Everything in her had rebelled at the idea. David Maxwell had nearly taken everything from them. She wasn’t going to let him take their identities. Most importantly, it wasn’t fair to force Rosie to live this lie
with her.
And deep in her heart, Talia didn’t feel like she deserved to disappear into anonymity. Her own bad choices had gotten her into trouble, and part of her penance was living with that truth. For better or worse.
This, she supposed, was the worse part.
Nothing to do but move past it. What was done was done, and unless she wanted to turn her and Rosie’s lives upside down all over again, she had to accept reality: If a person was motivated to find Talia Vega, there wasn’t much to keep them from tracking her down.
He’d failed.
He hurried into the house, ignoring his mother’s demands to know where he’d been as he raced to his room. He slammed the door behind him and threw the bolt lock, the roaring in his head drowning out the sound of Mother pounding on the door.
He couldn’t think over the twisting sickness in his stomach. He was a loser, an imposter, too weak to do what needed to be done.
Too weak to kill.
He’d hoped number three would be his first. He’d done everything right; everything went exactly according to plan.
Up until the very end, when he messed it up.
Like he always did.
He stripped off his clothes and jumped into the shower, scrubbing away the stink of abject failure. He dressed quickly, tried to quiet his mind. He needed to get a grip on himself—there was still so much to do tonight.
He’d left the experiment running at the campus lab, and he needed to get back in time to analyze the samples before they were ruined. But he couldn’t go yet, not with his brain a scattered roar as he faced the reality of this latest failure.

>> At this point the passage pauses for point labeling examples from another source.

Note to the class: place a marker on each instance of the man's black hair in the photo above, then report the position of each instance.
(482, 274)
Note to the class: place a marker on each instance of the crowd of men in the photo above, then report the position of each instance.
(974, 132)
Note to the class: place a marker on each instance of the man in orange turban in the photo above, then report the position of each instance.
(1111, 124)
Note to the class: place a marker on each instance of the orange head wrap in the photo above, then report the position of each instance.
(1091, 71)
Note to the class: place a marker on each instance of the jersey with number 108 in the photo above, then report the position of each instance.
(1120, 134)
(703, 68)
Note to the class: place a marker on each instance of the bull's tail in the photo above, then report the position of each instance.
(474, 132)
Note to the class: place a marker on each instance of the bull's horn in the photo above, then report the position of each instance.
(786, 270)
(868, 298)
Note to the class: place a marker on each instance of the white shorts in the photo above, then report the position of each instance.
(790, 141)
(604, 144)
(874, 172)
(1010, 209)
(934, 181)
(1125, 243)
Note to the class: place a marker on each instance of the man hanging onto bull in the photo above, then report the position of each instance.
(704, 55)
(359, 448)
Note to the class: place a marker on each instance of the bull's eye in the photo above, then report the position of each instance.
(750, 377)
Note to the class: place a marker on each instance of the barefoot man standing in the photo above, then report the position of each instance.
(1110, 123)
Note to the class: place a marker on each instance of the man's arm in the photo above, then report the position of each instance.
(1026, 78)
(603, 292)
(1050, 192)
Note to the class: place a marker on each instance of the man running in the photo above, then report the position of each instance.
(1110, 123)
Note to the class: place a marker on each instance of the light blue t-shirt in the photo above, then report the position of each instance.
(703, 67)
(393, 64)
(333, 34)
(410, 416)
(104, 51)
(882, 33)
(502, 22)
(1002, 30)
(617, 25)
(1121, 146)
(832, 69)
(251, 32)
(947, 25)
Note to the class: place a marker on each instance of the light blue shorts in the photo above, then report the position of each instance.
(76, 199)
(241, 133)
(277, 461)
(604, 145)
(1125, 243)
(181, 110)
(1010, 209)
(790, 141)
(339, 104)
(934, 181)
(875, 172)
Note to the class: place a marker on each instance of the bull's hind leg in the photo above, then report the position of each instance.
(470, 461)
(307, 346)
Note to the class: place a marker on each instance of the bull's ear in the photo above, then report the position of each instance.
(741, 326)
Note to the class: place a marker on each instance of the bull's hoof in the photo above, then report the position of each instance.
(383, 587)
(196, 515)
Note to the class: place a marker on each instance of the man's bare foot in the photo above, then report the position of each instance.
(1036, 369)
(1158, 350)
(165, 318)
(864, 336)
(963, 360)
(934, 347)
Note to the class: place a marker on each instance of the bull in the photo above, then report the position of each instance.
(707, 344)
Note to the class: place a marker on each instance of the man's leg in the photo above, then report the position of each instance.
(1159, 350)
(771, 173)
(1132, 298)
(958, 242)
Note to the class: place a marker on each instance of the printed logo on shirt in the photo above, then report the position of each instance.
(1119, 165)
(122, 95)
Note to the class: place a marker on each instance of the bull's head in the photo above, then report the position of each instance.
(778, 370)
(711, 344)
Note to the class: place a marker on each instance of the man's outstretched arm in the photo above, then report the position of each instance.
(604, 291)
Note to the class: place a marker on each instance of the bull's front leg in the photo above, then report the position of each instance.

He wasn’t worried about getting caught. He was too careful for that. But it ate at him like acid that once the drugs wore off and she recovered from her wounds, the bitch would be walking around this earth, a living reminder of his weakness.
He gulped down a glass of cold water and flipped on his computer. He checked his e-mail, and the knot in his stomach twisted tighter when he saw he’d received a Google alert about a new article mentioning Nate Brewster.